Both a toxic partner and a toxic God (or, in better terms, the concept of God or any deity or leader figure employed by a toxic church, cult or religion — let’s call him the “Toxic Other”) operate initially in the same way: at first, everything is perfect, all your dreams may come true at his side and the world is rose-colored. This is the stage where it’s made clear that this/person/church/religion isn’t like the others. In this moment of first love, or “love bombing”, it is difficult to distinguish the toxic person/church from a legitimately loving and healthy one, and thus the victim lowers his guard.

But certainly, the victim is going to realize that this is not a healthy situation once abuse begins, given that it is not something a good, loving being would do, right?

It is at that point when personal degradation and guilt get into the game. If the victim is expected to continue to feel loved even under abuse, it is necessary to progressively undermine their self-esteem and fill them with insecurity and guilt to the point where they feel unworthy of any kind of good treatment. The same way the victim should be thankful that their toxic partner doesn’t send them to the hospital as they “deserve”, the victim of a toxic religion is not an intrinsically valuable human being anymore, but a wicked, ungrateful sinner deserving of the most severe agony, at whom the Toxic Other, in his infinite love, has decided to forgive and to save, a gift worthy of praise and gratitude.

Even when abuse has already settled as the norm, it is possible for the victim to realize that they’re not happy nor comfortable in that situation, but by then an “efficient” toxic partner/religion will have already implanted a strong emotional dependence in them, preventing them from moving away: the victim has lost their sense of self-worth and security, replaced by conditioned versions of them. They don’t have any value but the one the Toxic Other provides them, and without it, they’ll be instantly lost. The moment they decides to move away or even think about it, their entire life could crumble apart.
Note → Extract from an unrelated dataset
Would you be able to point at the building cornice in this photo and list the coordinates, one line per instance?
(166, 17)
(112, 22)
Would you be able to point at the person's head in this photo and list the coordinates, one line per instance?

Add to that the fear of punishments that may occur if they try to leave, punishments that are perceived as justified and deserved because of all the previous conditioning factors. And on top of that, it is very likely that the toxic partner/church has made sure to isolate them from all contact with people outside a select approved circle that reinforces what they must think and believe, leaving them devoid of any possibility of acquiring different points of view or a critical perspective of their situation. The manipulator makes sure of locking the victim in an echo chamber where they cannot conceive of the idea that their suffering relationship is neither healthy nor normal.

It is not impossible for people to break away from the claws of an abusive relationship (of course, it’s better to avoid getting trapped in the first place). However, if the underlying problem is not addressed — manipulation and the tools used to achieve it — nothing ensures that someone who managed to successfully get away from toxicity doesn’t fall again. After all, at first the toxic one is always not like the others.

The best vaccine is to leave behind the illusion of intellectual invulnerability, and to assume that we are all susceptible to fall for manipulative tricks. That’s why it is important to know them and how to identify them, as well as to know our own vulnerabilities and blind spots that can be taken advantage of. Above all, it’s important to be critical and not be afraid of asking questions. Healthy levels of self-esteem, self-love, and critical thinking are the best shields against manipulation.